It may not be Napa Valley, but Bucks County is making a bid to attract a growing piece of the wine-tourism business.

Bucks County Wine Trail Ltd. was developed to showcase the county's eight wineries -- the most in any Pennsylvania county, according to the Bucks Co. Conference & Visitors Bureau Inc.

"What I hope to get out of it is for people to recognize that right in their back yard are wines they could consume, wines that come with a guarantee that if you don't like them, you can just walk over to your neighbor to complain," said Joseph Maxian, owner of Sand Castle Winery in Erwinna. "Try doing that with a wine from South Africa or Australia."

Starting Sept. 27, the county's tourism bureau will host the food and wine press for a three-day conference, "Bucks County: Fruits of Our Labor." The event will include tours, tastings and dinners at wineries, but also visits to the James A. Michener Art Museum, Mercer Museum, Pearl S. Buck Historic Site and Peddlers Village shopping center, among other venues.

A brochure introducing the Bucks County Wine Trail was paid for with a $5,000 grant from the Pennsylvania Department of Community and Economic Development.

Part of the effort is to help a fledgling industry, but it's also to help ensure that the rapidly developing Bucks County retains the open vistas that draw visitors and residents alike.

"Wineries are open space and they keep it that way, keep the agricultural heritage and add a wonderful product. It celebrates the landscape," said Linda Brinker, assistant director of the Bucks CVB. "Wine trails are sort of the new strategy for saving open space, from Missouri to the Pacific Northwest."

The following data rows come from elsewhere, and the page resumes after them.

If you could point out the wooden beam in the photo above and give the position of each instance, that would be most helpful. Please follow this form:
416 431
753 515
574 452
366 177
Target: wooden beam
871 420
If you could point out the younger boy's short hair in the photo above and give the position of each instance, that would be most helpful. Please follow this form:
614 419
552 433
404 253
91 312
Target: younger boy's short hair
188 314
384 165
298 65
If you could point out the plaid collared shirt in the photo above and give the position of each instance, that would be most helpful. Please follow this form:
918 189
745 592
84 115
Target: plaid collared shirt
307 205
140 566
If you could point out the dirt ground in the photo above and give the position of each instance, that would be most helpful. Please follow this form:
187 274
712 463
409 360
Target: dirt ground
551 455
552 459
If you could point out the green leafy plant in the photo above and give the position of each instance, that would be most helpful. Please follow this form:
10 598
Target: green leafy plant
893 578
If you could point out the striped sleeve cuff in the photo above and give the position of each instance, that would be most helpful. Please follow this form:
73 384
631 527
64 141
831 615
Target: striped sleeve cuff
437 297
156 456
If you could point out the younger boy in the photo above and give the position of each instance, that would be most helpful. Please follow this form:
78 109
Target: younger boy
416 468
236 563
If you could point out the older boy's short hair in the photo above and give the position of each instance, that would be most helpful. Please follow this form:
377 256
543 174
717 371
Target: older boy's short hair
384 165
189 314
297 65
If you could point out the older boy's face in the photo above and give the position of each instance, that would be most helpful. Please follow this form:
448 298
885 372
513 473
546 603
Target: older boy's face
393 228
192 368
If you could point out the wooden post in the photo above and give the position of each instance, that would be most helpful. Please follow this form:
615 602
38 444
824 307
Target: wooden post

Bucks has sought to differentiate parts of the 600-square-mile county into three tourism districts: the northern, Lake Region; the central Cultural Region; and the southern Heritage Region.

The wineries are based in all three regions.

Bucks County's effort follows those of wine trails around the country. Such trails have become big business, generating revenue for wineries, hotels, restaurants and retail operations. Bucks County is not France, Italy or California. But if regions such as Long Island and Georgia and Missouri can do it, the Bucks folks argue that modest aspirations are not pipe dreams.

In this case, Bucks County modeled its efforts after the 7-year-old Wine Trail of Lehigh Valley, which has 10 wineries.

"We followed their lead, and also looked at New York state, where the wine trails have signs, directions, maps," said Bucks County Wine Trail President Jerry Forrest, owner of Buckingham Valley Vineyards in Buckingham. "For years, we were scratching out directions on the back of a flyer."

Bucks County's effort will include brochures, lists of wineries and available wines, a Web site, promotions and special events, including fall festivals on the second weekend of each month.

Despite a lack of recognition, some of the wineries have been at it for some time.

Forrest was the first, starting out in 1966.

"We were here before it was fashionable," Forrest said. "We were told you cannot grow wine grapes here. The [agricultural] agent said you couldn't do it. Now, we have a following and a clientele," and produce 12,000 to 15,000 cases of wine a year.

Sand Castle Winery's Maxian, a geologist by training, bought his land in 1974 but didn't produce the first bottle of wine until 1988.

"Let me tell you something," he said. "I used to be 170 pounds, and now I'm over 200, so it's a little better now."

Sand Castle now produces 15,000 cases a year, on average, and this year built a freestanding winery building.